Navy Captain Dana Covey, chairman of orthopedic surgery at the Naval Medical Center in San Diego, has been deployed to Iraq twice. He and many other doctors agree that the injuries which are occurring in Iraq present a major opportunity for medical science. According to Army Major Eric Bluman, Chief of Foot and Ankle Service at the Madigan Army Medical Center at Ft. Lewis, Washington, “There’s a huge wealth of knowledge. Normally we see blunt trauma from car accidents or bike accidents. Iraq was almost like a second fellowship for me.”

Some species, such as the salamander, are well known for their ability to regenerate entire limbs from their own, naturally occurring, endogenous stem cells. Even in many mammals, the natural, spontaneous regeneration of some tissue, on a smaller scale, is known to occur.
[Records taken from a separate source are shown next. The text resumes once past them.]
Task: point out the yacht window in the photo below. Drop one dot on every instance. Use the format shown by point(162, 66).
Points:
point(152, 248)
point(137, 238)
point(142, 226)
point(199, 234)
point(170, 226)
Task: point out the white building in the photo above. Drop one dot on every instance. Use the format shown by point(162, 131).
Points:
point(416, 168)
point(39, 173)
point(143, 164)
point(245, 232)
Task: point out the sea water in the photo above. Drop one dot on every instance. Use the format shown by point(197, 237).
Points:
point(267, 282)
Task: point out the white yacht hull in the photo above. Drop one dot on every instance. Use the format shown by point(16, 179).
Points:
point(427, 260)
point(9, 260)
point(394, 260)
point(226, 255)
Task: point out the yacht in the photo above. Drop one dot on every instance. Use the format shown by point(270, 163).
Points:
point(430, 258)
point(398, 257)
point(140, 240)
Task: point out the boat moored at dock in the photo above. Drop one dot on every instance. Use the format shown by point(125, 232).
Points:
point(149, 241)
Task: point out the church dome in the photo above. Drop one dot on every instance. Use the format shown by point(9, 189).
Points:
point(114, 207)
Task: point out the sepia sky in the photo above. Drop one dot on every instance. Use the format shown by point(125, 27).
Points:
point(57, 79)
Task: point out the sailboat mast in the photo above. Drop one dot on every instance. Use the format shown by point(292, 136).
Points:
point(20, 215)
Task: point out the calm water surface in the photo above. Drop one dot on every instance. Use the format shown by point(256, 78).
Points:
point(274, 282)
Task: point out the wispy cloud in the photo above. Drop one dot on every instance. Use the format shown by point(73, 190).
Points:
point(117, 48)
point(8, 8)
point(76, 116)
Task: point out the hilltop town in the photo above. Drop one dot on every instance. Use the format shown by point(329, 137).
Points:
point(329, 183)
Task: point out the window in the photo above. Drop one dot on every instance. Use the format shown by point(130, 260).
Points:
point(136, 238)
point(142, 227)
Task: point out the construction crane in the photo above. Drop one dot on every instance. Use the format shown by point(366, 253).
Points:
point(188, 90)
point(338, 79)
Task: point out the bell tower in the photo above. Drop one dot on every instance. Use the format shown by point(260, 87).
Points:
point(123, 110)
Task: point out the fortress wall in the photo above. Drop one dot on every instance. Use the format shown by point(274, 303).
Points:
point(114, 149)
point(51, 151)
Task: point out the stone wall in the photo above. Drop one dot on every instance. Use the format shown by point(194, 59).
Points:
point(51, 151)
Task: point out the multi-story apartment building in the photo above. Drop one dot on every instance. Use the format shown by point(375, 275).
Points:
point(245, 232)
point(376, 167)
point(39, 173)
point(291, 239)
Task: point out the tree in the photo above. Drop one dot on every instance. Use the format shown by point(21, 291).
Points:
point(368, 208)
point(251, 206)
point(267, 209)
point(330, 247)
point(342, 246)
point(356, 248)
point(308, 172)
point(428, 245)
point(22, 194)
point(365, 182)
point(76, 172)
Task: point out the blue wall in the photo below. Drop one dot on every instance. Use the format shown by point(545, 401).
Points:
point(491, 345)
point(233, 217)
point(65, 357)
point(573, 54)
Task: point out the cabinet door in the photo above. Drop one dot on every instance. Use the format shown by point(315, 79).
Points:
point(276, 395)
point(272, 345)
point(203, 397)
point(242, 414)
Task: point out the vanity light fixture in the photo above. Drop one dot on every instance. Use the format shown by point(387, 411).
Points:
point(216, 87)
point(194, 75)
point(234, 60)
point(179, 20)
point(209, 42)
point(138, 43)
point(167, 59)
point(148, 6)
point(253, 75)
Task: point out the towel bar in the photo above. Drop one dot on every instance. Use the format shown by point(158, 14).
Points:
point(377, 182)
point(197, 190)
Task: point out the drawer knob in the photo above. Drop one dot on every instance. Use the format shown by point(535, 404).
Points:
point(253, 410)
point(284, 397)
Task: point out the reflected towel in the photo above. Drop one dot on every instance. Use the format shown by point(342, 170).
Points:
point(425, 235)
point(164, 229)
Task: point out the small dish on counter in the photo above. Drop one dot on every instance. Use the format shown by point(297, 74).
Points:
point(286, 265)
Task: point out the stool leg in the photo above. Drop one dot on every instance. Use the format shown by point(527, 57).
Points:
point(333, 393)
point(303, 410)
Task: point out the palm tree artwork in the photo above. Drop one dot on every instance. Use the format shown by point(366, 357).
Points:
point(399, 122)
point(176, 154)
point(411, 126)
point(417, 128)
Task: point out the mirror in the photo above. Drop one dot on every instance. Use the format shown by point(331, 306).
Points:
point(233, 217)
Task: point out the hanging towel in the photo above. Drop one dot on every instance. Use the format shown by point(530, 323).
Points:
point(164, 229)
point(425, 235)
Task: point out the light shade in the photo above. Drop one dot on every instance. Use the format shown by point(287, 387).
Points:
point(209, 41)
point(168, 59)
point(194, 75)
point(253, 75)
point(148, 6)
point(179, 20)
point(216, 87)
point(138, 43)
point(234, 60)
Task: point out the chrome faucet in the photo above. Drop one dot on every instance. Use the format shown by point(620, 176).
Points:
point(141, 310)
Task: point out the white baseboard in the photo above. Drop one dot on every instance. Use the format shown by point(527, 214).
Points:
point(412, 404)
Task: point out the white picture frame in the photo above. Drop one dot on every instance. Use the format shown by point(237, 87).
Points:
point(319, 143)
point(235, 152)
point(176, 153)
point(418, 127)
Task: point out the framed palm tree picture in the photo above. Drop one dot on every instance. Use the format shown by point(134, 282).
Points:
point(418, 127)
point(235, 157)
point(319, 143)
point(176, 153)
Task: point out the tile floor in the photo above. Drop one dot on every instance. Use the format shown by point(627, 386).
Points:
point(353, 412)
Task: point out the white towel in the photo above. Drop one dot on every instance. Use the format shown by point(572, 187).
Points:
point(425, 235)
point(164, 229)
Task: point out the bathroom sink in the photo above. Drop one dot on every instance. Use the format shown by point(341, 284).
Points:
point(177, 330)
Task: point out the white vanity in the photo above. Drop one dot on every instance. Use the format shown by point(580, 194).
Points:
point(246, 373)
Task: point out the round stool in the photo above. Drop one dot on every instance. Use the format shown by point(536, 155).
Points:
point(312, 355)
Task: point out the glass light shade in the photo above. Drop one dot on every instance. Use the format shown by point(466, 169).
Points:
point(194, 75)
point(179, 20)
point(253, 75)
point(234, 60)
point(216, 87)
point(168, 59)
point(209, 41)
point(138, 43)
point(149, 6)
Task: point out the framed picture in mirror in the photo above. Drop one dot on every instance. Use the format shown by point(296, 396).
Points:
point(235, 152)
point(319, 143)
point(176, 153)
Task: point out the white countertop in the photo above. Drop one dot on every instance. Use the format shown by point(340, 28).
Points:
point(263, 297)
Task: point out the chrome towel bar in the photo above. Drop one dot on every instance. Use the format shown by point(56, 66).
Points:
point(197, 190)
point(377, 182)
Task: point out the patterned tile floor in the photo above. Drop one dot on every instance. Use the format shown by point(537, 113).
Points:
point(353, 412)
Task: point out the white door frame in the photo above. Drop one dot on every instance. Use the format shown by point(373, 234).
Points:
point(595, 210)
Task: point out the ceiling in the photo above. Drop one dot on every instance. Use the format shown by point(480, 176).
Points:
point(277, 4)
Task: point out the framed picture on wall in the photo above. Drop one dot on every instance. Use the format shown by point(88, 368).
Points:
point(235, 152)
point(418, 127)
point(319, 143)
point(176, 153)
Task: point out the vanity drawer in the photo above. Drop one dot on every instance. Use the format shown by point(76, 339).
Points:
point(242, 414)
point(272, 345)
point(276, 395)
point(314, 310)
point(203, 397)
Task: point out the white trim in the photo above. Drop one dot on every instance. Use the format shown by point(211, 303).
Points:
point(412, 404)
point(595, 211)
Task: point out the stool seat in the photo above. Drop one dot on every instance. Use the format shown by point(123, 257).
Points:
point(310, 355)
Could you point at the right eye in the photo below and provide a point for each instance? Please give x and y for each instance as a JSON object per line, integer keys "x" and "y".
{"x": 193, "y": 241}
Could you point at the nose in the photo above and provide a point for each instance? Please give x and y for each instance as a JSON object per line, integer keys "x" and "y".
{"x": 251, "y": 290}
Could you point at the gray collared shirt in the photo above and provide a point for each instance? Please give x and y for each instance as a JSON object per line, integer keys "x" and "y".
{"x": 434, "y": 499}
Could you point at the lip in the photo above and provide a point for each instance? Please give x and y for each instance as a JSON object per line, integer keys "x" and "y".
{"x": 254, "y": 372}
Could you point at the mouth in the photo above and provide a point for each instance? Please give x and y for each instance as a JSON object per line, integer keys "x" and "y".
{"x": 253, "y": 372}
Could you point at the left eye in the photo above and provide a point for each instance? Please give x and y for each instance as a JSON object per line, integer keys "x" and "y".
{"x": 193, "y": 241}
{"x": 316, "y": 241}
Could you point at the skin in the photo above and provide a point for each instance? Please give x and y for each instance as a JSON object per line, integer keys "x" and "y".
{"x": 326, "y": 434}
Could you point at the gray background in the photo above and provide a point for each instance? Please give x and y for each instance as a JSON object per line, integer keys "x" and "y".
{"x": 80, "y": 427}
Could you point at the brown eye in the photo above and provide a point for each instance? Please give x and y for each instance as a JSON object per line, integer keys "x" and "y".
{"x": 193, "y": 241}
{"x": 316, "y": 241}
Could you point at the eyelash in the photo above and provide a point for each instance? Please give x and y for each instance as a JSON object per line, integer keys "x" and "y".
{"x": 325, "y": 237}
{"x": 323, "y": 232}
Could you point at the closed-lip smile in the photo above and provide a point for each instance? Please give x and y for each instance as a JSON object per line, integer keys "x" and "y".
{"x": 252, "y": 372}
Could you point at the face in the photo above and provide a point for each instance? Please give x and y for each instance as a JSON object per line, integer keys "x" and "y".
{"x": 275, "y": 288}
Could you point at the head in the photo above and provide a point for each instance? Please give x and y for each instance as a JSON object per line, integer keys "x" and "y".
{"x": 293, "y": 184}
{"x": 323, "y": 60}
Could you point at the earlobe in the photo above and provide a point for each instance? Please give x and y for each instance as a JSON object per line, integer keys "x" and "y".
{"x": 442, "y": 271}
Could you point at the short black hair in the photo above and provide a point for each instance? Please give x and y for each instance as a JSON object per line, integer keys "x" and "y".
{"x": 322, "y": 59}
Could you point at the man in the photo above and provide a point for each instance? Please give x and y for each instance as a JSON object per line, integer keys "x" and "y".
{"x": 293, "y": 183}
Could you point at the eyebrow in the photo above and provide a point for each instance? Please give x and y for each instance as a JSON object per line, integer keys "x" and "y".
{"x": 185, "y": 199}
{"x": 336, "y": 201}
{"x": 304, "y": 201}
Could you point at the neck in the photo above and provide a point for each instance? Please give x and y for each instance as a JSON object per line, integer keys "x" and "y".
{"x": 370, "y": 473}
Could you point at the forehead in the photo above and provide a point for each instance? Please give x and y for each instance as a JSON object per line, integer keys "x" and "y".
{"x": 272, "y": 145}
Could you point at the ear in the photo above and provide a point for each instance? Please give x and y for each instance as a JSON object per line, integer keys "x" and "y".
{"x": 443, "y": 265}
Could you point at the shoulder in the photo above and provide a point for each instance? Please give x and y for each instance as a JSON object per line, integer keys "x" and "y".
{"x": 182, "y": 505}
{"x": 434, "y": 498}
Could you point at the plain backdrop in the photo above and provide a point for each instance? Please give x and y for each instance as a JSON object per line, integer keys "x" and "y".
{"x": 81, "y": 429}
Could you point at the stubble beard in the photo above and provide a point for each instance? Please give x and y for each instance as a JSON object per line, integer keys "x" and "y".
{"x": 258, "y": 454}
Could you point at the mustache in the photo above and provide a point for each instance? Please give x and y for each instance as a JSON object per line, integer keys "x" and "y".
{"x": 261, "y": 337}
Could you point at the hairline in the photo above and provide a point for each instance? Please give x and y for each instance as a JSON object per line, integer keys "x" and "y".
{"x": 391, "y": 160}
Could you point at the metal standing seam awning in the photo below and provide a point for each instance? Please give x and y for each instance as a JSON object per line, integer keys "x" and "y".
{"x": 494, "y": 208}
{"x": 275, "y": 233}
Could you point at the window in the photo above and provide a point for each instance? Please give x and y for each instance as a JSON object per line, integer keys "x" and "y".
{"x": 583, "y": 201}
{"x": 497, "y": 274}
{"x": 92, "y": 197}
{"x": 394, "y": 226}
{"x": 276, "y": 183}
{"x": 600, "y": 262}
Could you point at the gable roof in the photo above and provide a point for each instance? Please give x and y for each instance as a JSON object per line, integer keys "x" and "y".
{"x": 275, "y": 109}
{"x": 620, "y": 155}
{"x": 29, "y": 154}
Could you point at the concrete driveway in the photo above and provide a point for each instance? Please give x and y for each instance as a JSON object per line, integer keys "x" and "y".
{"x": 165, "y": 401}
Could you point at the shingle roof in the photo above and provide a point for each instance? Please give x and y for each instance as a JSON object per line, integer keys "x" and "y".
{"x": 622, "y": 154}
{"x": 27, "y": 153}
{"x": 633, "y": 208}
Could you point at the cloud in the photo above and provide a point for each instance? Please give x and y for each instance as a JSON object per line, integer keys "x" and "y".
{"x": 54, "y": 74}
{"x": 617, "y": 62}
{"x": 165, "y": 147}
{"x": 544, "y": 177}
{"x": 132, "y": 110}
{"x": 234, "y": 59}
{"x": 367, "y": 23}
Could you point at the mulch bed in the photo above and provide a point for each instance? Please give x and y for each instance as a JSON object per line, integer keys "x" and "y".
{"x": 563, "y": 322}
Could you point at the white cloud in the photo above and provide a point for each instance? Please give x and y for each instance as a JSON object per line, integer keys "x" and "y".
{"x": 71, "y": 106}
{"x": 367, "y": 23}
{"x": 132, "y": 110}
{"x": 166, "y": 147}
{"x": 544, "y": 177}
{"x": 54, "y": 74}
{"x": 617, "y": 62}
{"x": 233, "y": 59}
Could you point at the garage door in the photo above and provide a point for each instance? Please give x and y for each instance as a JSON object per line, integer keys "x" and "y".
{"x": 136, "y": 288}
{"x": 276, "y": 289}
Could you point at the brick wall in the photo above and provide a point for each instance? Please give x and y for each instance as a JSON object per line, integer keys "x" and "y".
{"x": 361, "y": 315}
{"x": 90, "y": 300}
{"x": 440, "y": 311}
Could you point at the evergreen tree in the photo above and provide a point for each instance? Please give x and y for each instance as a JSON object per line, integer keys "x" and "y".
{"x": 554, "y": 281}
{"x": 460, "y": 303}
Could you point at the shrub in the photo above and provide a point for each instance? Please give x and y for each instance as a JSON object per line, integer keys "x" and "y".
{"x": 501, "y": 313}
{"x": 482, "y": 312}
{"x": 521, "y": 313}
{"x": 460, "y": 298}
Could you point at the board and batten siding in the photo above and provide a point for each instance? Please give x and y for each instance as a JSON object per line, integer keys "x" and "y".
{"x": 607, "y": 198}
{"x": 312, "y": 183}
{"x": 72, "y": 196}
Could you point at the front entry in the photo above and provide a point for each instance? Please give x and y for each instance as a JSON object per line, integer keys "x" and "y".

Although further development of this science is needed before it becomes a routine therapy for humans, the regenerative power of stem cells nevertheless remains an area of intense focus and study by numerous researchers around the world.

It has long been known that stem cells are found in dental pulp, not only in humans but also in other species. Now stem cells from the teeth of dogs have shown remarkable regenerative capacity.

Professor Minoru Ueda and colleagues at the Nagoya University in Japan have performed a new procedure with two sets of dogs, each set consisting of a 2-year-old adult dog and one of its 2-week-old puppies. From the dental pulp of the primary teeth of each of the puppies, stem cells were collected and differentiated into bone cells. After being mixed with plasma from the blood of the parent dogs, the new cells were then injected into holes that had been made in the jawbones of the adult dogs. One month later, in both sets of dogs, newly grown bone was found to have filled the holes, each one of which was approximately 6-tenths of an inch deep and wide.

Bone is one of the most specialized tissues of the body, in any species, and these findings not only offer an effective new therapy for the veterinary treatment of orthopedic injuries in dogs, but canine studies such as these are also translatable to potential new therapies in the treatment of orthopedic injuries in humans.